In studies of what employees want from an organization, being treated with dignity and respect always ranks higher than money. What does this really mean? If dignity is so important, leaders better understand it.
The word dignity is one of those that I’m never quite sure of it’s definition but know how it feels when my own takes a hit. The dictionary definition of dignity is the state or quality of being worthy of honor and having value. The worthiness of honor and value that this definition speaks of is not a result of great achievement or a famous name but rather of simply being a resident of this earth. It’s an inherent worth that every single person has the moment they were conceived.
Cultures around the globe uphold this dignity with phrases and words like “tashi delay” (I honor the greatness in you) and namaste (I bow to the divine in you).
If dignity is about being worthy of honor and respect, what role does dignity play in leadership? In leadership where power, authority and hierarchy are sacrosanct, dignity has little to no role unless it is convenient, ordered through compliance to a rule or extended with hopes that some good thing will be done in return.
The challenge to lead while preserving dignity doesn’t end there. In the often heated world of organizational life, even the most gifted and well-intentioned leaders can create an undignified workplace.

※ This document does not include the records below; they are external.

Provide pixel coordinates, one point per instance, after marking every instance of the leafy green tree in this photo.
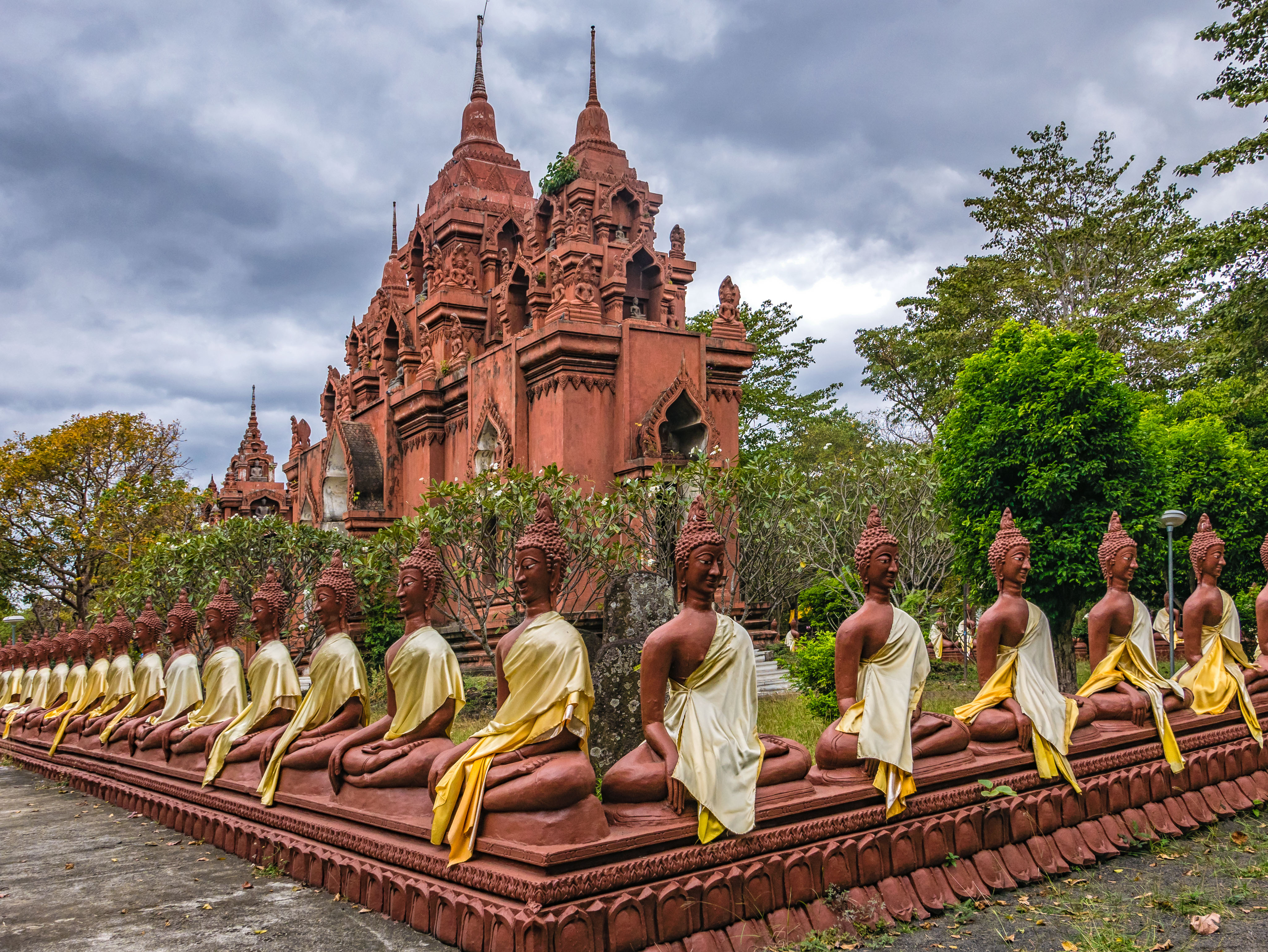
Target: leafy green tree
(771, 409)
(78, 503)
(1045, 425)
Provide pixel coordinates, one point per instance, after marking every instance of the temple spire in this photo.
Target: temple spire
(479, 83)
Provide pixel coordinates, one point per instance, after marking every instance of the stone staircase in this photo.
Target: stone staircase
(771, 679)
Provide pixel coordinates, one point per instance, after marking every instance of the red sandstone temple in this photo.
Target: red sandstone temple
(513, 331)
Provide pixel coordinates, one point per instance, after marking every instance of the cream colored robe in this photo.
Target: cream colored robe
(890, 685)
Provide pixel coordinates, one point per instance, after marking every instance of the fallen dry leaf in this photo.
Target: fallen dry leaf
(1205, 924)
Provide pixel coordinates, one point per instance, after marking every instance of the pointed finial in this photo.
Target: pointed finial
(479, 83)
(594, 84)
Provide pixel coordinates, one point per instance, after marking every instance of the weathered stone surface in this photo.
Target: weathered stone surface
(634, 606)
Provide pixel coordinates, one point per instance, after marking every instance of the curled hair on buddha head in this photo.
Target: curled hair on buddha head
(425, 561)
(1204, 541)
(1007, 538)
(875, 534)
(543, 533)
(225, 604)
(273, 595)
(1112, 543)
(697, 532)
(184, 614)
(339, 580)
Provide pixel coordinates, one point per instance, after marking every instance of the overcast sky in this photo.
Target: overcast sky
(197, 197)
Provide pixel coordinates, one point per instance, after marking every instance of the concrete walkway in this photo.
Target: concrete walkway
(79, 874)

The positive effect on people when they feel seen, heard, understood, and acknowledged as valuable and worthy of respect regardless of circumstance is undeniable. Think for a moment of a environment where you felt you were valued and honored as a person before any discussion of performance, contribution or results. What was the impact on you? How did you respond?

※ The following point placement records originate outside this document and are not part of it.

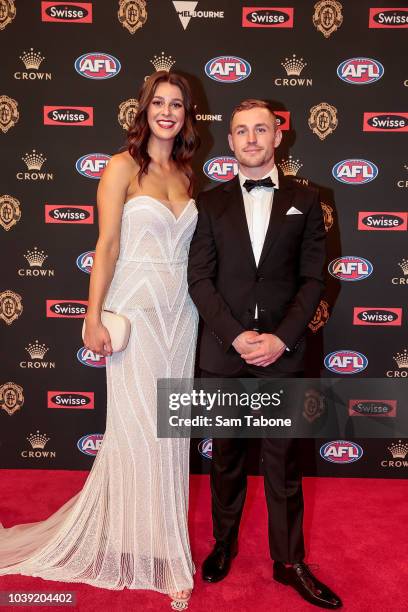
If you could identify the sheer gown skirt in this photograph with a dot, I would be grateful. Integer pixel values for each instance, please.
(127, 527)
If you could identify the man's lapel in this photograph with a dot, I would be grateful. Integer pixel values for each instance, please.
(237, 217)
(281, 203)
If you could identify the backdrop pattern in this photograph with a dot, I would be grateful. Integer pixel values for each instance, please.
(335, 74)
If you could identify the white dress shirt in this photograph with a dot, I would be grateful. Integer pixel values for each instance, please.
(258, 205)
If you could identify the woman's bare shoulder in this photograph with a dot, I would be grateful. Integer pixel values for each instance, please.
(123, 162)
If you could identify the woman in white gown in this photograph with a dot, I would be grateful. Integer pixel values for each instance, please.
(127, 527)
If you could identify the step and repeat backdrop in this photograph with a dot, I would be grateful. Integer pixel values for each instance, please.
(337, 76)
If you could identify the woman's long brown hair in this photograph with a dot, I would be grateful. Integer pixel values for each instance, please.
(186, 141)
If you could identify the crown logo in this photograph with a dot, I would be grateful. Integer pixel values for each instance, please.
(293, 65)
(37, 440)
(32, 59)
(401, 359)
(163, 62)
(37, 350)
(403, 264)
(34, 160)
(398, 450)
(290, 166)
(35, 258)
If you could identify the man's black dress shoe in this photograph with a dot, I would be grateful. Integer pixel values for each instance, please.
(306, 584)
(218, 563)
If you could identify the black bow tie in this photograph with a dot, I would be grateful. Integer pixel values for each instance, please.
(266, 182)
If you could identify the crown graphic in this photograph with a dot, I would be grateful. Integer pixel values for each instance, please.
(34, 160)
(403, 264)
(35, 258)
(32, 59)
(290, 166)
(37, 350)
(398, 450)
(293, 65)
(163, 62)
(401, 359)
(37, 440)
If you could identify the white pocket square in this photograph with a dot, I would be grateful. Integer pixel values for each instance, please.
(294, 211)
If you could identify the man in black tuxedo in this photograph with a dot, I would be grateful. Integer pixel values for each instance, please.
(256, 276)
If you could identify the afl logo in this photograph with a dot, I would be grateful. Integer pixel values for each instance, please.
(341, 451)
(91, 359)
(85, 261)
(92, 165)
(221, 169)
(97, 66)
(360, 71)
(90, 444)
(205, 448)
(350, 268)
(355, 171)
(227, 69)
(345, 362)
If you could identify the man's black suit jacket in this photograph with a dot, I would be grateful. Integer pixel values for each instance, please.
(225, 283)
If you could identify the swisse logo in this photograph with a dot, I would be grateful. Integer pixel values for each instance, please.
(350, 268)
(381, 408)
(355, 171)
(68, 115)
(221, 169)
(267, 17)
(65, 213)
(282, 119)
(360, 71)
(80, 400)
(388, 17)
(90, 444)
(92, 165)
(341, 451)
(91, 359)
(77, 12)
(97, 65)
(377, 316)
(66, 309)
(345, 362)
(205, 448)
(382, 221)
(85, 261)
(385, 122)
(227, 69)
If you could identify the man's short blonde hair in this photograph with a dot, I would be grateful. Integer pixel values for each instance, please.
(252, 103)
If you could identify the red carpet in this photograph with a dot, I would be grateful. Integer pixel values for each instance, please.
(356, 530)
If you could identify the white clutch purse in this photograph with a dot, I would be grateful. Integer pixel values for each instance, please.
(118, 327)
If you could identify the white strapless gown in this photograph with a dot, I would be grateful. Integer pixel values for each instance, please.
(127, 527)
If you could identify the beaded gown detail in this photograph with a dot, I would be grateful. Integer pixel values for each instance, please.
(127, 527)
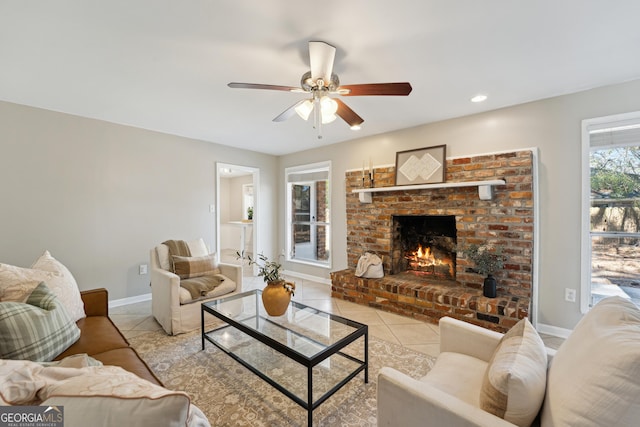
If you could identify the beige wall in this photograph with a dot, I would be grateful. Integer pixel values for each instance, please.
(100, 195)
(552, 125)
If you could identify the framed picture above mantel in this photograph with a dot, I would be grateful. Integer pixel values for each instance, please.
(421, 166)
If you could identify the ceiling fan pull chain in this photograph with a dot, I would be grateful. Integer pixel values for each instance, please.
(317, 116)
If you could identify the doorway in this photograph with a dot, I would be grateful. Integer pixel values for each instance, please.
(237, 212)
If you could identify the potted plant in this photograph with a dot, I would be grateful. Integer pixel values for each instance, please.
(487, 260)
(278, 292)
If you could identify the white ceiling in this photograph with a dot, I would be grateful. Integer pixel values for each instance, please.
(165, 65)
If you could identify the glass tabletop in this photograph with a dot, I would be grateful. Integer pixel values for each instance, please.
(305, 330)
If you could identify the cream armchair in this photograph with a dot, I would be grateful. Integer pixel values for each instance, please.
(170, 304)
(592, 380)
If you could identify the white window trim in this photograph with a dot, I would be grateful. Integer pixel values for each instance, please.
(308, 168)
(585, 254)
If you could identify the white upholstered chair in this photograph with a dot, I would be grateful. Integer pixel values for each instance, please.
(593, 379)
(171, 305)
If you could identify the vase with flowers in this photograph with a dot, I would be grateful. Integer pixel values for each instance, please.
(278, 292)
(487, 260)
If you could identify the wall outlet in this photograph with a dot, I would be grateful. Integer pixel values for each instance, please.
(569, 294)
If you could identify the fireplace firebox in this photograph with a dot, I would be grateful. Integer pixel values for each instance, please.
(424, 244)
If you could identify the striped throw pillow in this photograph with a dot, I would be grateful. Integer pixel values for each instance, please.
(37, 330)
(190, 267)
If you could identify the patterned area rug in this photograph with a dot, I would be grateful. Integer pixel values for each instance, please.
(231, 395)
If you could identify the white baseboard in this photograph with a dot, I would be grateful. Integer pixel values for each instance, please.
(308, 277)
(129, 300)
(554, 330)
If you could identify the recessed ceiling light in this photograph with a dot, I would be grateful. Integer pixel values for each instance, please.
(479, 98)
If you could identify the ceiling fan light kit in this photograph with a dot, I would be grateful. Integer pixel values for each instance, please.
(320, 82)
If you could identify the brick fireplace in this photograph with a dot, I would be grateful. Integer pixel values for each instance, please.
(506, 221)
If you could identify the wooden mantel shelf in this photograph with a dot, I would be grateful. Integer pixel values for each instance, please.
(485, 188)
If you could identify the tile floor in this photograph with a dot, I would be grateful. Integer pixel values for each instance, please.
(136, 319)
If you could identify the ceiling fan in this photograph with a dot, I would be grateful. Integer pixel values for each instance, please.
(320, 83)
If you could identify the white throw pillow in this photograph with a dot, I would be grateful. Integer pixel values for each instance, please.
(198, 248)
(515, 380)
(17, 283)
(594, 378)
(68, 292)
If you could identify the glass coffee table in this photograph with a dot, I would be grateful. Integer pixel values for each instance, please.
(305, 353)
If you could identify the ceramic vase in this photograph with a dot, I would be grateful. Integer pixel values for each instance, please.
(489, 289)
(276, 298)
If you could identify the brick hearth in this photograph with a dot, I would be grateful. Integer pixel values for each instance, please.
(506, 221)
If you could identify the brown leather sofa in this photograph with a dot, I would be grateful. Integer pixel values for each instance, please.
(102, 340)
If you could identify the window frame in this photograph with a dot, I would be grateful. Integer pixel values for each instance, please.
(588, 125)
(302, 169)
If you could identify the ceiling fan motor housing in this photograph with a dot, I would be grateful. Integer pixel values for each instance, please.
(307, 83)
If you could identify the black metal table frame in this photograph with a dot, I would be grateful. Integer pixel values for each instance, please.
(309, 405)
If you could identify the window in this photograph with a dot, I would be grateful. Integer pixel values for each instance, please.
(309, 214)
(611, 209)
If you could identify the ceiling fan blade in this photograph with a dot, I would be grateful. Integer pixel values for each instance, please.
(393, 89)
(286, 114)
(261, 86)
(347, 114)
(321, 56)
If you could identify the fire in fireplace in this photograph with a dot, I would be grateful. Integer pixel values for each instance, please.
(425, 244)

Use these eleven examples of dignity in action to create your own road map for bringing dignity to your leadership.
Dignity in leadership is…
- When a conversation about a mistake or performance problem doesn’t turn into an emotional event and the person is allowed to keep their own dignity
- Really listening to what someone else has to say and taking it into consideration
- Not discussing with a peer an issue with another person that doesn’t impact your peer in any way
- Recognizing even the smallest contribution
- Considering the impact on ALL parties when setting a direction or making a decision and avoiding the “lesser of the evils” route
- Stopping your own negative self-talk (i.e. “I’m not smart enough,” “I’m bound to fail” etc…)
- Setting up a team member for success by employing their strengths
- Welcoming diverse perspectives on an issue
- Not letting stereotypes, prejudice or any type of bias guide decisions
- Engaging with and serving a person regardless of their level and when they have nothing to give in return
- Supporting a person you just fired to find their next step
Remember that dignity in action starts with the fundamental belief that every person is worthy of honor and has value. This is the hardest step. A servant leader spends time grounding themselves in this truth and is guided by it in their actions.